Il fronte delle sanzioni
“La nostra Unione sta mostrando un’unità di intenti che mi rende orgogliosa. Alla velocità della luce, l’Unione Europea ha adottato tre ondate di pesanti sanzioni contro il sistema finanziario russo, le sue industrie hi-tech e la sua élite corrotta. Stiamo scollegando le principali banche russe dalla rete SWIFT. Abbiamo anche vietato le transazioni della banca centrale russa. Questo chiuderà il rubinetto alla guerra di Putin”

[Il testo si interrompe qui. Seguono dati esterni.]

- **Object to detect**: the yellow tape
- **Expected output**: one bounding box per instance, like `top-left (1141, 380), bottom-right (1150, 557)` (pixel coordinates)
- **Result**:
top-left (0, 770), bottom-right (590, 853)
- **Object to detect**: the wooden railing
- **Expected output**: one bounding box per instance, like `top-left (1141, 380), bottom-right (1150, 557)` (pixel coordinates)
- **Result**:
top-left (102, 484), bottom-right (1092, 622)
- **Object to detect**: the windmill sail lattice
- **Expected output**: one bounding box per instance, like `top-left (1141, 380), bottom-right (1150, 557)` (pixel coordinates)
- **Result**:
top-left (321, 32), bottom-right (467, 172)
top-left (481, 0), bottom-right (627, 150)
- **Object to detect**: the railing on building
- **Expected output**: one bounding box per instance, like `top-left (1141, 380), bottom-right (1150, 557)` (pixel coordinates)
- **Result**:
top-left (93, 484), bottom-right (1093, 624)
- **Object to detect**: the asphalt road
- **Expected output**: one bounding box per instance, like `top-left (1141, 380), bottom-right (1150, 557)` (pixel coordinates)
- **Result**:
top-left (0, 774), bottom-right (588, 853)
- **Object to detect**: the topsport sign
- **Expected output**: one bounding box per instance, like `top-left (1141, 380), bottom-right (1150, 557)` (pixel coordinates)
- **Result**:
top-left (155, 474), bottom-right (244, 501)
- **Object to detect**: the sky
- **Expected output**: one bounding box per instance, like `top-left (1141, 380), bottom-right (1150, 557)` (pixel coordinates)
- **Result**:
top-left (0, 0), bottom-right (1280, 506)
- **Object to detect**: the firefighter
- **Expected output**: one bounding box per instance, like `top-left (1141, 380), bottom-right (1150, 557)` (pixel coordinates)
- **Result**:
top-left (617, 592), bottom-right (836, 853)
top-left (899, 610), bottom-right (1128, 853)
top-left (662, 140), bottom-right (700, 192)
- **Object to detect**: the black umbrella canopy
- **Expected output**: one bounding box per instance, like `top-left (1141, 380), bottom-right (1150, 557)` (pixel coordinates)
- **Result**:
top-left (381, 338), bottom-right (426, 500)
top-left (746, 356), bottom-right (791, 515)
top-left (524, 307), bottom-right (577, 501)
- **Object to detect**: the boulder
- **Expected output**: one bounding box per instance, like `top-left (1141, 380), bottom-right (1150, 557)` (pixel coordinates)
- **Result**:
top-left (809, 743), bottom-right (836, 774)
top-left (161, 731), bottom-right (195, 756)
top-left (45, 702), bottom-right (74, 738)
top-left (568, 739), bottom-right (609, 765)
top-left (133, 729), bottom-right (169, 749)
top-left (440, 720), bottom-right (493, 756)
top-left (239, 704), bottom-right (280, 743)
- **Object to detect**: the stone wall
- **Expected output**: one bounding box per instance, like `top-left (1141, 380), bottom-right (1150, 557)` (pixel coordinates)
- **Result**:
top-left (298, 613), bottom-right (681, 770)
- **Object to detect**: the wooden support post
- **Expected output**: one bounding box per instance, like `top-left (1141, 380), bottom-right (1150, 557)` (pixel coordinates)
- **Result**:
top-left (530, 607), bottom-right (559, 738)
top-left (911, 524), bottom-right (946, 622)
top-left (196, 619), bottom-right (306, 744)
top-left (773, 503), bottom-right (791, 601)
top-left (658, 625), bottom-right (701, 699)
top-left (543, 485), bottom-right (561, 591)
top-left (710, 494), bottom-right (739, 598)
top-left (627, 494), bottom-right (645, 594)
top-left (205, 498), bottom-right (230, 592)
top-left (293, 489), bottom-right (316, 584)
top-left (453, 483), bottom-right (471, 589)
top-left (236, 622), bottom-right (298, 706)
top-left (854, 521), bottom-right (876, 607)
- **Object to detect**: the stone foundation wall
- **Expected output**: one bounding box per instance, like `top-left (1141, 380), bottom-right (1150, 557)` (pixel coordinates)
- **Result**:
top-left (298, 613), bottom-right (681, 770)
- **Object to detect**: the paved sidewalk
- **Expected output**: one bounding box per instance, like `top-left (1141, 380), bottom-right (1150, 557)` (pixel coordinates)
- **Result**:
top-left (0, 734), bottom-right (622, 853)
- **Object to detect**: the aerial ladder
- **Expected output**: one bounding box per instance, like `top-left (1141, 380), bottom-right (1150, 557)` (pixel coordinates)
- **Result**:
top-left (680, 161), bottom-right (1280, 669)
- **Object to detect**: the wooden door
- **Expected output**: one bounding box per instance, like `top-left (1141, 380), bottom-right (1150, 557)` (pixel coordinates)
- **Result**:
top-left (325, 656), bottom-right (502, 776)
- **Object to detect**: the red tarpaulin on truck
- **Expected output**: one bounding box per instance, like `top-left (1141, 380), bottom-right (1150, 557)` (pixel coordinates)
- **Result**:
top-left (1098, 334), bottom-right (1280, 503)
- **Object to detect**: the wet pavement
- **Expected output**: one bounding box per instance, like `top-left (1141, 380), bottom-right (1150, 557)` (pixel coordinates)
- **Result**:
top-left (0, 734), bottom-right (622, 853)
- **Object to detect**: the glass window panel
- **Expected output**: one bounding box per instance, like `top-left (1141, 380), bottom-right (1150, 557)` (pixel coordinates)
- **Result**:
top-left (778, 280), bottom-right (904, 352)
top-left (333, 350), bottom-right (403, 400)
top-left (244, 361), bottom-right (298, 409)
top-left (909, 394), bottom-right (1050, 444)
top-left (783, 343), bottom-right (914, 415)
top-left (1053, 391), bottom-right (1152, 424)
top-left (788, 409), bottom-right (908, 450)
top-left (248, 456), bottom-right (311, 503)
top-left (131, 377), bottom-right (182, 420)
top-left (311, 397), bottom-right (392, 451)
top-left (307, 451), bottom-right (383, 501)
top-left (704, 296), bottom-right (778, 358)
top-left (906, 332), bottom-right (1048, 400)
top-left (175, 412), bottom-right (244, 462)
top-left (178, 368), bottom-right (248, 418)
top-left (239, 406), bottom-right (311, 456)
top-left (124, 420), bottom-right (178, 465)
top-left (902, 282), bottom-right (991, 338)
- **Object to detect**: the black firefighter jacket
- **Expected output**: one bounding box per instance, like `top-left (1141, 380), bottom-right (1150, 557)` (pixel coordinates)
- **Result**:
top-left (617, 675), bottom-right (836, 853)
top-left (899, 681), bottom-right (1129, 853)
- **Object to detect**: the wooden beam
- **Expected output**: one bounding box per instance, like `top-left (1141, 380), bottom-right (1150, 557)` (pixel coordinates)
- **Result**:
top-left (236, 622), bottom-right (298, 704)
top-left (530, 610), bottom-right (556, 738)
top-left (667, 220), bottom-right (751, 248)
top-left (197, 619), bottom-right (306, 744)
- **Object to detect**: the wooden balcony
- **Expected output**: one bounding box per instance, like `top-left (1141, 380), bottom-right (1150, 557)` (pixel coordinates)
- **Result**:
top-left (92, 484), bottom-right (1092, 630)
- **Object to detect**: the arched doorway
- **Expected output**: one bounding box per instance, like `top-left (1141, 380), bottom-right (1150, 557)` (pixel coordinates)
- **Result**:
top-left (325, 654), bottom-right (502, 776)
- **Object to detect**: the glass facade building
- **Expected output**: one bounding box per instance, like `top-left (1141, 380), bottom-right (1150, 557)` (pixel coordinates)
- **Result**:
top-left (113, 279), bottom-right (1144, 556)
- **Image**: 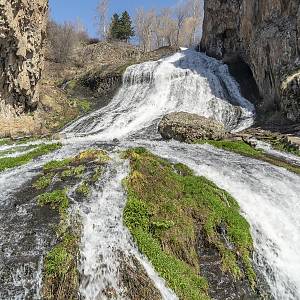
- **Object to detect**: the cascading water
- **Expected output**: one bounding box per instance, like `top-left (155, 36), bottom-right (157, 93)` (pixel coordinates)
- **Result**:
top-left (80, 155), bottom-right (177, 300)
top-left (64, 50), bottom-right (254, 141)
top-left (0, 50), bottom-right (300, 300)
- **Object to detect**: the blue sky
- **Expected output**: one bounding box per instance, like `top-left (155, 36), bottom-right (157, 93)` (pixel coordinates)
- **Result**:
top-left (49, 0), bottom-right (176, 36)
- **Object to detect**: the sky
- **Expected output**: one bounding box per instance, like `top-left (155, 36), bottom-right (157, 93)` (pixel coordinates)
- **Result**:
top-left (49, 0), bottom-right (176, 37)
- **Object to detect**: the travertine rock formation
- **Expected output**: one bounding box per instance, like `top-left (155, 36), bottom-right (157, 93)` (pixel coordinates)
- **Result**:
top-left (0, 0), bottom-right (48, 117)
top-left (158, 112), bottom-right (226, 143)
top-left (201, 0), bottom-right (300, 122)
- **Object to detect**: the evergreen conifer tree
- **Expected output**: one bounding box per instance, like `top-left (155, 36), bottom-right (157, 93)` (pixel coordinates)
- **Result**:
top-left (119, 11), bottom-right (134, 41)
top-left (109, 14), bottom-right (120, 40)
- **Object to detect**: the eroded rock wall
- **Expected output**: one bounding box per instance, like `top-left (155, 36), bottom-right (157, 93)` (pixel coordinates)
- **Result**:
top-left (201, 0), bottom-right (300, 122)
top-left (0, 0), bottom-right (48, 117)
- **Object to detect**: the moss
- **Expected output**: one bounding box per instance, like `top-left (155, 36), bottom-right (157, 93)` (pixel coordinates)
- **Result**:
top-left (76, 181), bottom-right (91, 197)
top-left (92, 167), bottom-right (102, 183)
top-left (124, 148), bottom-right (255, 299)
top-left (197, 140), bottom-right (300, 174)
top-left (38, 190), bottom-right (69, 216)
top-left (61, 165), bottom-right (85, 178)
top-left (0, 143), bottom-right (62, 172)
top-left (66, 79), bottom-right (77, 90)
top-left (0, 137), bottom-right (37, 146)
top-left (270, 139), bottom-right (300, 156)
top-left (74, 149), bottom-right (110, 163)
top-left (77, 99), bottom-right (92, 113)
top-left (33, 173), bottom-right (54, 190)
top-left (34, 149), bottom-right (109, 300)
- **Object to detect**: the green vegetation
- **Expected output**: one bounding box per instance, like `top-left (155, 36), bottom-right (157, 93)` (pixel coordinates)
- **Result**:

È una Presidente von der Leyen che non le manda certo a dire quella che si è presentata alla plenaria specialmente convocata a Bruxelles per discutere della situazione in Ucraina. Sfoggiando orgogliosa i frutti della coordinazione svolta tra i principali Paesi Membri, ha ribadito la via delle sanzioni come arma di dissuasione adottata dall’Unione per distendere il conflitto ai suoi confini orientali. Affianco alle sanzioni, la svolta degli ultimi giorni consiste nella decisione di sostenere direttamente le iniziative militari ucraine, portando ad una cifra prossima al miliardo l’ammontare di aiuti in forniture alle forze armate. A ciò si aggiungono misure di carattere militare (divieto di sorvolo dello spazio aereo UE per i velivoli russi) e le sanzioni di carattere individuale. Già il 25 febbraio si era deciso per il congelamento dei beni posseduti in istituti finanziari dell’Unione e limitazioni allo spostamento di Vladimir Putin e Sergey Lavrov (ministro degli Esteri della Federazione Russa). Affianco a loro due, altre 680 persone e 53 entità sono state bersaglio di restrizioni di carattere individuale almeno fino al 15 marzo. Parallelamente, cominciano anche a colpire timidamente la Bielorussia di Lukashenko.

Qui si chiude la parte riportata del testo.